Vasiliki was first excavated 1903-1906 by American archaeologist R. B. Seager. Nicolas Platon continued excavations in 1953. In 1970, A. A. Zois began meticulous work that lasted until 1982, and returned to the site again in 1990 to continue the work.

The Minoan village was in use from EMIIA to LMIA. The first structures were constructed during EM IIA period. These buildings were destroyed and new buildings went up during EM IIB.
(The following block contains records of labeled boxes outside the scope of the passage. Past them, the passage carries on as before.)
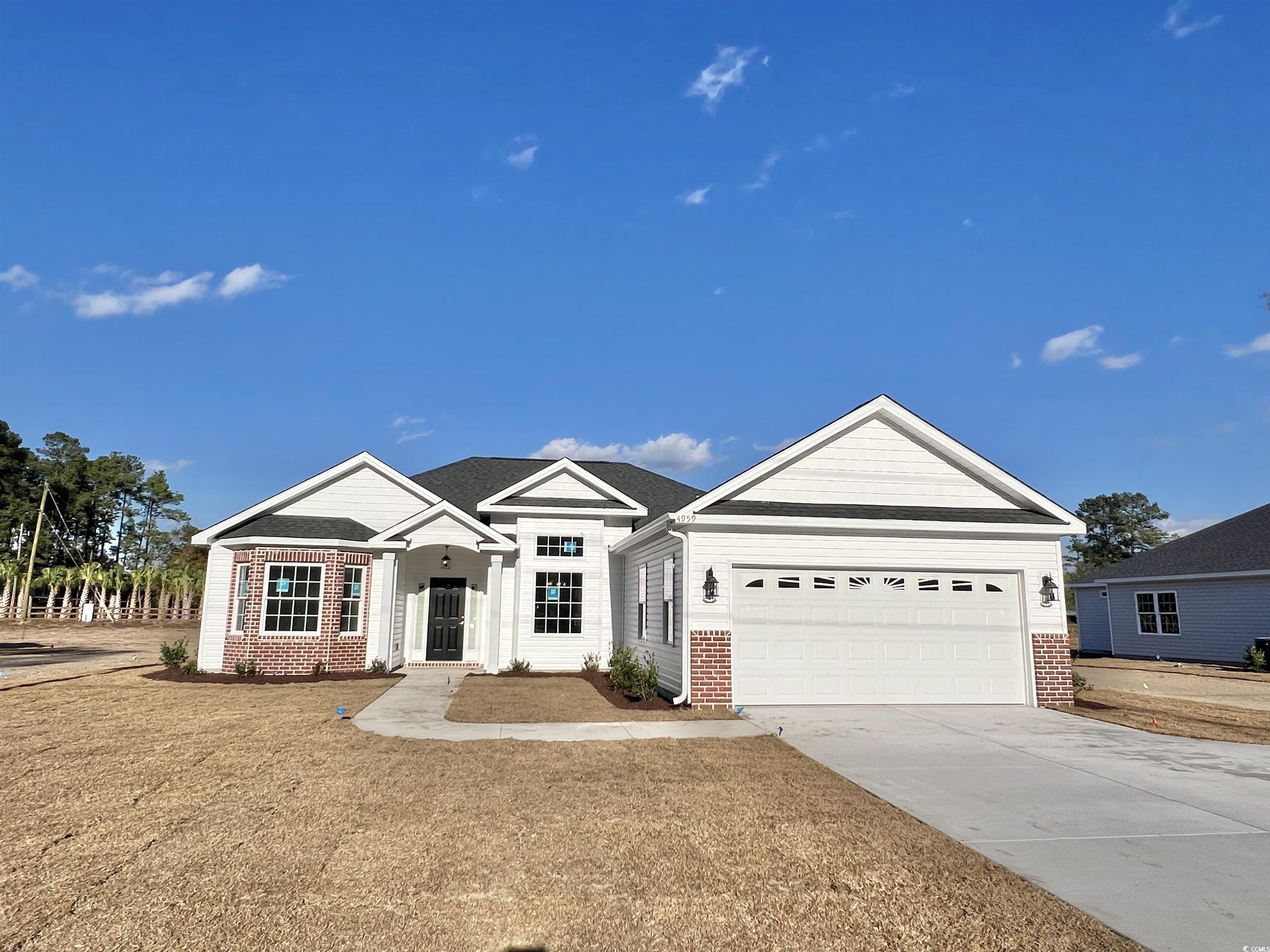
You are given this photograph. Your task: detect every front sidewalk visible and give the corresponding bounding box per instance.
[353,668,767,741]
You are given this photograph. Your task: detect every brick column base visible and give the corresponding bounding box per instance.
[1033,632,1074,707]
[688,631,731,707]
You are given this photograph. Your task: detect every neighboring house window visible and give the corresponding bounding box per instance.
[539,536,582,559]
[662,559,674,645]
[339,565,365,632]
[1138,592,1182,635]
[264,565,321,631]
[234,562,251,631]
[533,572,582,635]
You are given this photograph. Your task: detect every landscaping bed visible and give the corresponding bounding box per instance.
[446,671,737,724]
[1071,690,1270,744]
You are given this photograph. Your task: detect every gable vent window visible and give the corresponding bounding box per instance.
[539,536,582,559]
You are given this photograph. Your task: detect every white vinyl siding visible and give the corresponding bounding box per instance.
[734,419,1017,509]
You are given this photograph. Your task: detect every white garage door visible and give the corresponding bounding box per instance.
[731,569,1025,704]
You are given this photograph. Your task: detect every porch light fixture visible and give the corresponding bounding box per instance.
[701,566,719,602]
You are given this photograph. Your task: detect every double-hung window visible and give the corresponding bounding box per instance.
[339,565,366,633]
[234,562,251,632]
[1136,592,1182,635]
[264,565,321,631]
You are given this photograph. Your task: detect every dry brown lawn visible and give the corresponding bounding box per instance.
[1072,690,1270,744]
[0,671,1135,952]
[446,675,737,724]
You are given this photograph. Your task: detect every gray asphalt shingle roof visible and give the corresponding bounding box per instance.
[1079,504,1270,583]
[410,456,705,528]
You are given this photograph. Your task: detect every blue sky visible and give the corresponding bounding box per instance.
[0,0,1270,526]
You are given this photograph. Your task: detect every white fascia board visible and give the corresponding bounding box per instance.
[1067,569,1270,589]
[680,393,1084,536]
[371,499,516,552]
[476,459,648,515]
[191,451,441,546]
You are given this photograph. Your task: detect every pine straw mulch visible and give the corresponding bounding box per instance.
[446,671,737,724]
[1069,690,1270,744]
[0,673,1136,952]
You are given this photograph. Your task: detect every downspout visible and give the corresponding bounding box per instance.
[667,528,692,704]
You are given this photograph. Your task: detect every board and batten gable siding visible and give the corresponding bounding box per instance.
[687,529,1067,637]
[621,533,683,695]
[736,419,1017,507]
[1074,588,1111,654]
[278,466,428,532]
[198,543,234,671]
[1108,576,1270,663]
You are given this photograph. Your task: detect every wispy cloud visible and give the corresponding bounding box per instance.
[742,148,781,192]
[680,181,714,205]
[0,264,39,290]
[1160,0,1222,39]
[1040,324,1102,363]
[1098,353,1142,371]
[531,433,718,472]
[686,46,766,113]
[216,264,291,297]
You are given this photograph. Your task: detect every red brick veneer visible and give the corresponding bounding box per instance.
[688,631,731,707]
[221,548,373,674]
[1033,632,1073,707]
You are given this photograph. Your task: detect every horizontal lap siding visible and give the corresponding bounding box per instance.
[1108,578,1270,662]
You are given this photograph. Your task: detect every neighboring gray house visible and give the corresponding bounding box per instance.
[1071,505,1270,662]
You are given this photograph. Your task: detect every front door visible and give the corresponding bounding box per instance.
[425,579,467,662]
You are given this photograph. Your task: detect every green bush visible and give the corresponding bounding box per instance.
[159,638,189,668]
[1243,645,1266,671]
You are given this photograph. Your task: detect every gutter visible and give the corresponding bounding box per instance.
[667,528,692,704]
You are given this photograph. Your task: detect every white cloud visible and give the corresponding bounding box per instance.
[1225,331,1270,357]
[1098,353,1142,371]
[680,181,714,205]
[71,271,212,317]
[217,264,291,297]
[742,148,781,192]
[1040,324,1102,363]
[686,46,766,113]
[530,433,718,472]
[1160,0,1222,39]
[0,264,39,290]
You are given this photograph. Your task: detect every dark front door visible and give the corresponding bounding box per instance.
[427,579,467,662]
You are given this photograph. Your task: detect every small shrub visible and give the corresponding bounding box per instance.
[159,638,189,668]
[1243,645,1266,671]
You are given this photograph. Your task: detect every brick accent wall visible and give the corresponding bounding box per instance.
[688,631,731,707]
[1033,632,1073,707]
[221,548,375,674]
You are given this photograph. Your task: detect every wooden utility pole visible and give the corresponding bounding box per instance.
[19,480,48,621]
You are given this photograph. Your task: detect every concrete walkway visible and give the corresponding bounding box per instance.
[745,704,1270,952]
[353,668,767,740]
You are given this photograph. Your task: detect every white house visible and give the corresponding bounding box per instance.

From about 2500 BC onwards, the culture of Vasiliki resembled art elements as other Cretan sites such as Knossos and Trapeza based upon pottery finds. A nearby tomb from LMIII was once discovered, but the location has not been rediscovered.

==Vasiliki ware==
The site includes houses, many Vasiliki-ware pottery finds and a paved courtyard.

The distinctive pottery found at this site and named Vasiliki Ware is not unique to Vasiliki. It was also produced at several other sites and widely distributed elsewhere.

The first examples of Vasiliki Ware are to be found in East Crete during EM IIA period, but it is in the next period, EM IIB, that it becomes the dominant form among the fine wares throughout eastern and southern Crete.

There's another important archaeological site nearby, Priniatikos Pyrgos, roughly contemporary with Vasiliki. It contains many examples of Vasiliki ware.